In the second week, I had visions of King David and knew that he had committed a great sin. I could not recall the offense, but I did remember that he had been punished, and on his death the Lord had appeared to the son of David, King Solomon, and asked: "What shall I give thee?"

And Solomon replied: "O Lord my God, I know not how to go out nor to come in, and Thy servant is in the midst of Thy people, a great people that cannot be numbered nor counted. Give therefore Thy servant an understanding heart that I may discern between good and bad."

And I recalled how this speech had so pleased the Lord that He said to Solomon: "Because thou hast not asked for a long life nor for riches nor begged for the death of thine enemies but asked for discernment in judgment, then, behold, I have given thee a wise and understanding heart."

And God gave Solomon all that he had not asked for, both riches and honors, until there were no kings as great as Solomon in those days.

But now the voice of the Lord was saying to me: "Solomon did not keep My Commandments. Solomon spoke three thousand proverbs, and his songs were a thousand and five. All people came to hear the wisdom of Solomon, in that he exceeded all the kings of the earth. And these kings brought him silver, ivory, apes, and pea-cocks. But," said the Lord to my ear, "King Solomon loved many strange women: the daughter of Pharaoh and the women of the Moabites, the Ammonites, the Edomites, the Sedonians, and the Hittites, whereas I had said unto the children of Israel, 'Ye shall not go in to them. For surely they will turn your heart toward their gods.' But Solomon had seven hundred wives and three hundred concubines, and when Solomon was old, his heart was not perfect with Me. I had given him too many gifts. So," said the Lord, "I will not give you riches. And you will never tarry with a woman, or you shall lose the Lord."

He had given me Solomon's sins on which to meditate, and that was an advantage not given to Solomon. I, being without food, had no desire for a woman, nor did I feel at odds with the Lord's decision. My fast continued.

The prophets were often with me in these weeks: Elijah and Elisha, Isaiah and Daniel and Ezekiel. I could recall their words as if they were my own. Before long, I had a dream that made me one with the prophet Elijah, and in this dream I had contests with the prophets of Baal. More than forty such pagan prophets had come to my mountain to sacrifice a bullock, but first they destroyed the Lord's altar on the summit. Then they lacerated themselves with knives to show their devotion to Baal. Blood spurted from the wounds of these prophets and they cried aloud, yet the god Baal could not speak.

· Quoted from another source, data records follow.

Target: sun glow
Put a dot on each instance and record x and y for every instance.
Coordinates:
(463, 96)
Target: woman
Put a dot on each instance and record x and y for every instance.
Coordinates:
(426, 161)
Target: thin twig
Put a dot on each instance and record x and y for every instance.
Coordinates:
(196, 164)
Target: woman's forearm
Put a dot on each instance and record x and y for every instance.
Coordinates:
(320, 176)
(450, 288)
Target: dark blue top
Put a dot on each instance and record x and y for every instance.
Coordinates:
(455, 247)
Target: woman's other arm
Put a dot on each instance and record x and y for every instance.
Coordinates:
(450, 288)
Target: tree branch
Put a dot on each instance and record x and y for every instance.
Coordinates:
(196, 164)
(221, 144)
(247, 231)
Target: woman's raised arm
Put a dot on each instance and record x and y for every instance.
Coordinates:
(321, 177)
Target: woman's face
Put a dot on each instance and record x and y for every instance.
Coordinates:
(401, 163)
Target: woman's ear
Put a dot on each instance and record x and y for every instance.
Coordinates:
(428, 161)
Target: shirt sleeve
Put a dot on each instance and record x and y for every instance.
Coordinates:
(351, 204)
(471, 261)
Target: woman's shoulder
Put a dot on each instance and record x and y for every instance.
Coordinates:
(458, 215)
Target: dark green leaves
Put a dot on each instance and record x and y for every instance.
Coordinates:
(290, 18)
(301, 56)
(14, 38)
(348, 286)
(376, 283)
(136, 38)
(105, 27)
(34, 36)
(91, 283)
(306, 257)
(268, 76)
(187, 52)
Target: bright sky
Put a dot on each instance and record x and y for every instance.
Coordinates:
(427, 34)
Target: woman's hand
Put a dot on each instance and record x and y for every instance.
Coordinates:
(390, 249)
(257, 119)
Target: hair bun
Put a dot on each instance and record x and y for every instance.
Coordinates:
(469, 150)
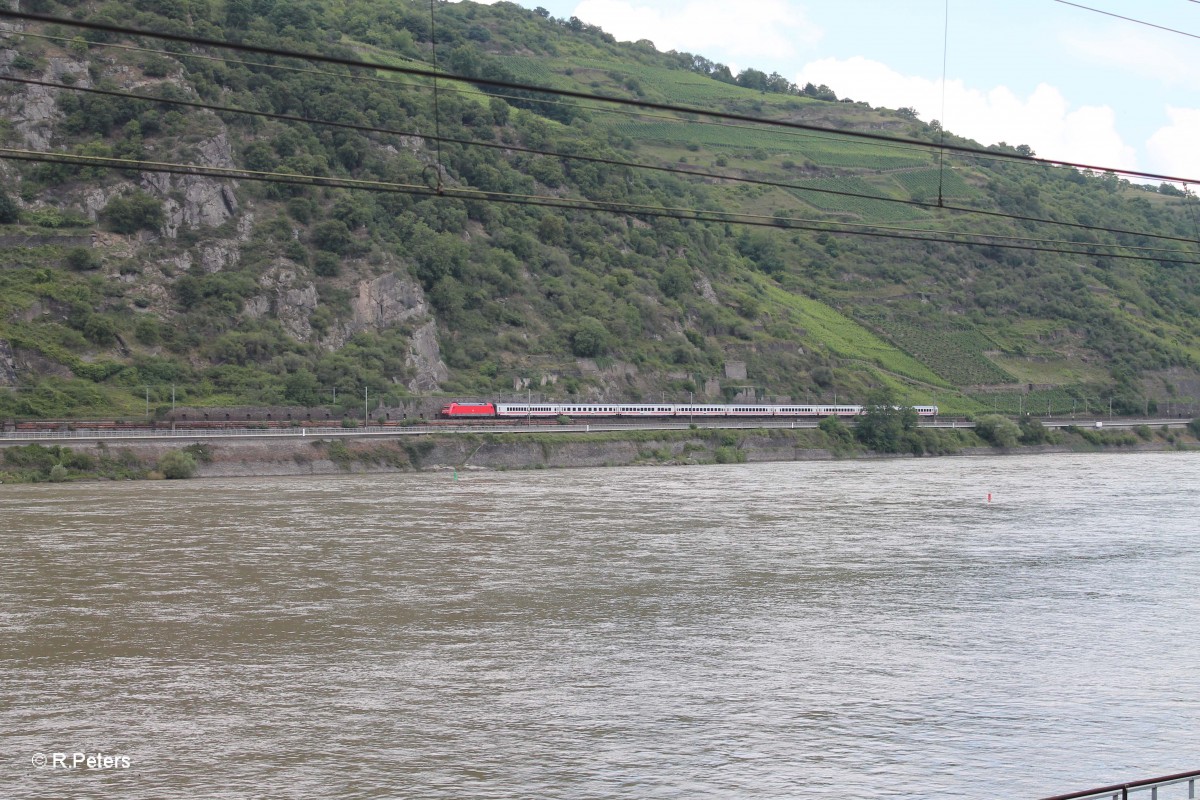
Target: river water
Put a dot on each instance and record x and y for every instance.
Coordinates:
(817, 630)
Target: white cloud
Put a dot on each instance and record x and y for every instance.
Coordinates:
(1044, 120)
(772, 29)
(1173, 149)
(1167, 60)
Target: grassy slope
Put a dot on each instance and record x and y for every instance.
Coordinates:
(966, 322)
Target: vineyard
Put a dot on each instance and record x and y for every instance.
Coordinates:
(863, 208)
(798, 146)
(957, 354)
(847, 338)
(922, 184)
(1038, 402)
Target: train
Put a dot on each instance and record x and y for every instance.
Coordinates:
(456, 410)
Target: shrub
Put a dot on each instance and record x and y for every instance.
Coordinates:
(997, 431)
(591, 338)
(835, 428)
(9, 210)
(135, 211)
(177, 464)
(81, 259)
(1033, 432)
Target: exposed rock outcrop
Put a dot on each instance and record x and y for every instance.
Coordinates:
(7, 365)
(291, 300)
(425, 359)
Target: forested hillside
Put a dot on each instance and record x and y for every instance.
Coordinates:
(737, 266)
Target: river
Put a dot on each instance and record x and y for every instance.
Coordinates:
(817, 630)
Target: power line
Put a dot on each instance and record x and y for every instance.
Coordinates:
(611, 162)
(567, 92)
(1129, 19)
(628, 209)
(539, 101)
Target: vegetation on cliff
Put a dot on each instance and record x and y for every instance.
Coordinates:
(119, 289)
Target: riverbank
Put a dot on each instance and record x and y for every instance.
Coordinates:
(443, 451)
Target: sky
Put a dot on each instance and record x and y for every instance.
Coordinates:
(1071, 83)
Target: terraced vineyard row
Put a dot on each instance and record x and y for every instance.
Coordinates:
(863, 208)
(850, 155)
(850, 340)
(957, 354)
(1035, 403)
(923, 184)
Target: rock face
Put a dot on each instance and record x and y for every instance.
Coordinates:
(391, 300)
(33, 110)
(425, 359)
(385, 301)
(7, 365)
(292, 301)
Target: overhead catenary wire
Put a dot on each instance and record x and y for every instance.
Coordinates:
(577, 204)
(612, 162)
(1129, 19)
(567, 92)
(833, 134)
(541, 101)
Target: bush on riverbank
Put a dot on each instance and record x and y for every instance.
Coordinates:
(37, 463)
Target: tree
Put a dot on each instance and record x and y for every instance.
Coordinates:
(133, 211)
(9, 210)
(177, 464)
(81, 259)
(835, 428)
(591, 338)
(999, 431)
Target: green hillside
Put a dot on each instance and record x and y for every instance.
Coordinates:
(121, 287)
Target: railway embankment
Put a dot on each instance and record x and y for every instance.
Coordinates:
(90, 459)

Seeing that Baal was silent in my presence, I put twelve large stones on end, to stand for the twelve tribes of the sons of Israel, after which I restored the altar of the Lord. Then I dug a trench around the stones and put wood on the altar and cut the bullock into pieces, laying the raw flesh upon the wood. And then I poured four barrels of water on the sacrifice until this water ran into the trench.

And the fire of the Lord blazed through the meat of the bullock and the sopping wood and the wet stones and licked up all the water that was in the trench. And I beheaded these forty prophets of Baal with a sword, and only then did I awake.

Now it came to me that I was not Elijah but only dreaming of the scroll of Elijah, and the dream had been there to tell me that my fast must continue for forty days and forty nights. For if I did not change my ways or the people of Israel did not change theirs, then all of us were in danger of God's final judgment.